One of our small sisters tugged at Rahab’s sleeve. “Can we go outside now? I am tired of being indoors.”
Rahab frowned. “I am sorry, Pilar, but right now it’s just not safe.” She turned away from the little girl, but the frown remained.
“What is it?” I asked.
“I think, perhaps, and I could be wrong, but I think someone is watching the house.”
Instinct caused me to grip my daughter tighter against me. “Who?”
“I’m not sure. I saw the same two men the last time Mother and I went down to the market. They seemed to be following us, but I attributed it to recognition of my profession. However”—she pulled at her arm, as nervous as I had ever seen her—“today they were there again, watching me. And as I came up the stairs, I looked over my shoulder and they were just across the alley.”
A chill crawled up my back. “Do you know why they would be stalking you?”
“I know what I fear, but I am hoping it is not the case.”
“That Mishabel knows that it was our mother who rescued Moriyah and me? And that we are here with you?”
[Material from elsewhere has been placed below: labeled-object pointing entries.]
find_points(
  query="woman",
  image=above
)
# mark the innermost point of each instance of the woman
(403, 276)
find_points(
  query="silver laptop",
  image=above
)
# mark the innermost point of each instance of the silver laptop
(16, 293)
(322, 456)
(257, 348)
“That is exactly what I fear. One of the soldiers must have reported seeing the two of you after their search for the spies. Or perhaps Dayatana revealed what she knew.” Rahab’s eyes darted behind me, where her two girls tossed painted stones into a cracked pot in a corner with our young sisters.
“If she really wanted us so badly, I am sure she would have already sent her men to the door. With the Hebrews camped outside Jericho, I don’t think they will bother with us.” I laid a comforting hand on her shoulder. “I cannot imagine it will be much longer until they attack. They can’t loop around the city forever.”
“I hope you are right. And Ohel will let us know if anyone tries to approach. He is guarding the house.” Her body relaxed and then she smiled at me. “I always knew about you, you know. Ima ha
s told me stories of you as long as I can remember. It is so strange that you are no longer a dream or a tale, that you are here in the flesh, comforting my fears as an older sister should.”
Tears blinded me for a moment, until I blinked them away. “I never knew anything of you. I wish I had. I wish that Ima had not—”
A loud crash sounded against Rahab’s door before it burst open with an explosion of splintering wood. Four large men with swords drawn barreled through the entrance.
The children screamed, all pushing behind Moriyah, who had joined their tossing game across the room and was now standing with her arms out, like a young mother hen protecting her chicks. Terran rushed in from the bedroom, the boys behind him, but skidded to a stop when he saw the soldiers. Instead of confronting the men, he took two steps backward.
Rahab, however, boldly walked forward. Pride for my sister’s courage surged through me, but almost immediately a cold wave of fear washed it away.
“What do you want?” There was no tremble in her voice.
“The Hebrew,” said the leader, pointing his sword at Moriyah.
Moriyah? Why only her?
“No, you will not touch her,” said Rahab.
The leader pointed his sword at her chest. Blood tinged the edge of the blade and my stomach dropped as I realized that Ohel had been guarding the door. “I will touch whoever”—he raked her with greedy eyes—“and whatever I want to touch.”
Rahab lifted her chin, fury in her glare. She, too, must have realized her faithful bodyguard was dead. The bloody sword tip moved to her throat.
With Natanyah in my arms and the soldiers between Moriyah and me, I could do nothing but watch in horror as the girl rushed forward. “No! Leave her alone, I will go with you. Don’t hurt anyone else, please.”
One of the other men grabbed her, and as quickly as they had entered, and before any of us could react or plead for her life, they were gone. Moriyah was gone.